I am attempting to have the Houston Nuisance Statute held unconstitutional on due process grounds. If one gets a “notice of violation” the City has a one year right to “abate the violation” prior to any Court hearing. So the City can enter, search and seize property with no warrant and no judicial oversight of any type. Indeed there is no method for any pre-abatement judicial review. Post abatement review is only triggered if the City brings criminal charges and then the only issue is the cost of abatement and fines. A finding of illegal abatement brings no relief. This violates the Texas Constitution as per City of Dallas v. Stewart, 361 S.W.3d 562 (Tex. 2011).
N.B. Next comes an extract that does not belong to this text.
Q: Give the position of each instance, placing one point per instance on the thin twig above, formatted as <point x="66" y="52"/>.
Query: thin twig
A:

I further argue that the defense to the weeds section, the Natural Area Permit, should be reviewed under the strict scrutiny as the NAP only regulates natural style gardens. As it is not content neutral strict scrutiny applies. The Court is taking it’s time in responding to the City’s Plea to the Jurisdiction–I think it is because the judge see’s the validity of my arguments but is hesitant to declare the City’s nuisance Ordinance unconstitutional.
Sir is there any update on the cases
I read your comment on the Leax ruling and while it seems like a loss you seem to take it as a potential win. I guess since you talk the long game the appeals court said something in their decision that has opened the door for a very powerful attack from you under a certain set of circumstances.
Not the same issue but I was wondering what we would need to do to get something like a class action lawsuit against the federal government for the new “non-punitive” requirement for a notice put on “covered” sex offenders?
Any update or progress regarding 33.021(c)?
That fight is lost. Almost everyone charged under this statute pleaded guilty, so not enough people tried their cases, challenging the constitutionality of the statute, to get the critical mass needed to press the challenge through to the Court of Criminal Appeals.